Over the past few drafts, there have been a couple different highly-rated prospects at positions that the league does not value as highly (think running backs, interior offensive linemen). It’s a bit too early if Kyle Pitts was worth the fourth overall pick in 2021. He became the highest drafted tight end ever and the first to go in the top six picks since Vernon Davis in 2006. We will have to revisit that one in a few years.
Before that, we can go back to 2018. Saquon Barkley went second overall and without question that was a terrible pick. Even with how talented and game-changing he can be when healthy, there is simply not enough value in drafting a running back that early in the draft. New York passed on a number of quarterbacks, including Josh Allen, and a very talented edge rusher in Bradley Chubb. Needless to say, New York would have been much better off heading in a different direction and opting for a player that played at a more valuable position. Finding starting running backs rarely requires teams to spend a first round pick these days. Alvin Kamara, Dalvin Cook, Derrick Henry, Nick Chubb, Joe Mixon and Jonathan Taylor all went in the second round or later.
The 2018 draft provides us another interesting comparison point for Hamilton. That draft also produced Quenton Nelson, one of the best interior linemen prospects ever who faced many of the same questions Hamilton is facing now. He went sixth overall to the Colts and he has not disappointed. He has missed just three games across four seasons en route to four Pro Bowl selections and three first-team All-Pro honors. He is in line to become the highest paid interior lineman in NFL history whenever he signs his next contract.
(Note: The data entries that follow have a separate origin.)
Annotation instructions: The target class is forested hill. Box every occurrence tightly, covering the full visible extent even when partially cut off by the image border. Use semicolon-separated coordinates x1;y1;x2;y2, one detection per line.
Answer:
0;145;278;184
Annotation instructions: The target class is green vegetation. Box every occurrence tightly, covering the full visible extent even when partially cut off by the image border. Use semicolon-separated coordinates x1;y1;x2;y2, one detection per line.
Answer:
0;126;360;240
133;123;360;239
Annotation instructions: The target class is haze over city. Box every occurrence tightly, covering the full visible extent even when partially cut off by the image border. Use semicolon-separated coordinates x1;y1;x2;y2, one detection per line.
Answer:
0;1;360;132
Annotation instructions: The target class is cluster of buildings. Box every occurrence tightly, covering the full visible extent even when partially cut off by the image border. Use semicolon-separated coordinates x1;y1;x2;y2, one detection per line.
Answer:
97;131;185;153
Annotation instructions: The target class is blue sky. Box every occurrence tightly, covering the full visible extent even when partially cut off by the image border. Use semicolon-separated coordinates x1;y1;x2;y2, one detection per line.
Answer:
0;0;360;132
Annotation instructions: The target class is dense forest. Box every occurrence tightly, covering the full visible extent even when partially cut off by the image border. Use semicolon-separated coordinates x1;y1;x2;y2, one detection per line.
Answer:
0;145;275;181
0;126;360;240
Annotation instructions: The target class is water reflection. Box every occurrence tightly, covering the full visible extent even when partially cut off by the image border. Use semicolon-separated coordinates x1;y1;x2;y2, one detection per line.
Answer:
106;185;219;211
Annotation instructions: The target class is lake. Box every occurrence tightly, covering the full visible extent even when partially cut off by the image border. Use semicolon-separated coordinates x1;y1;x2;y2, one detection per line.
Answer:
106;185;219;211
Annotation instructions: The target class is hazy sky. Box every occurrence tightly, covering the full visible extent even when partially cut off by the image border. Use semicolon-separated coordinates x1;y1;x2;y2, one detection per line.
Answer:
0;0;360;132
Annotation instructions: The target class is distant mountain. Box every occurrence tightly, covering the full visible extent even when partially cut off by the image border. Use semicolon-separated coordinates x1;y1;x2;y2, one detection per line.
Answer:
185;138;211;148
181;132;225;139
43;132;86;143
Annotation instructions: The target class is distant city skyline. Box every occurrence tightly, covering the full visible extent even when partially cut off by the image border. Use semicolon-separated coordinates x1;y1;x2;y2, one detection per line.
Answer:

Without question, Indianapolis got more than enough value from drafting Nelson in that slot.
Once again though, that is an incredibly high bar to reach. Nelson essentially stepped into the NFL and was instantly one of the best guards in the league, if not the best. I don’t know if we will be able to say the same thing about Hamilton. He might get there in a few years. I also personally value interior offensive linemen over safeties, but the gap between them is not overly significant.
Bottom line, I think I would feel comfortable drafting Hamilton around sixth overall or later, but I can also understand if he does not come off the board until somewhere in the 10-to-12 range. I know my assessment does not really mean much, but I do think this will be a really interesting case study for future drafts. If Hamilton is not one of the best players at the position within his first three seasons, there will be a narrative about how you cannot draft safeties that early. Fair or not, that is the pressure and paradox facing teams right now when evaluating Hamilton in this draft class.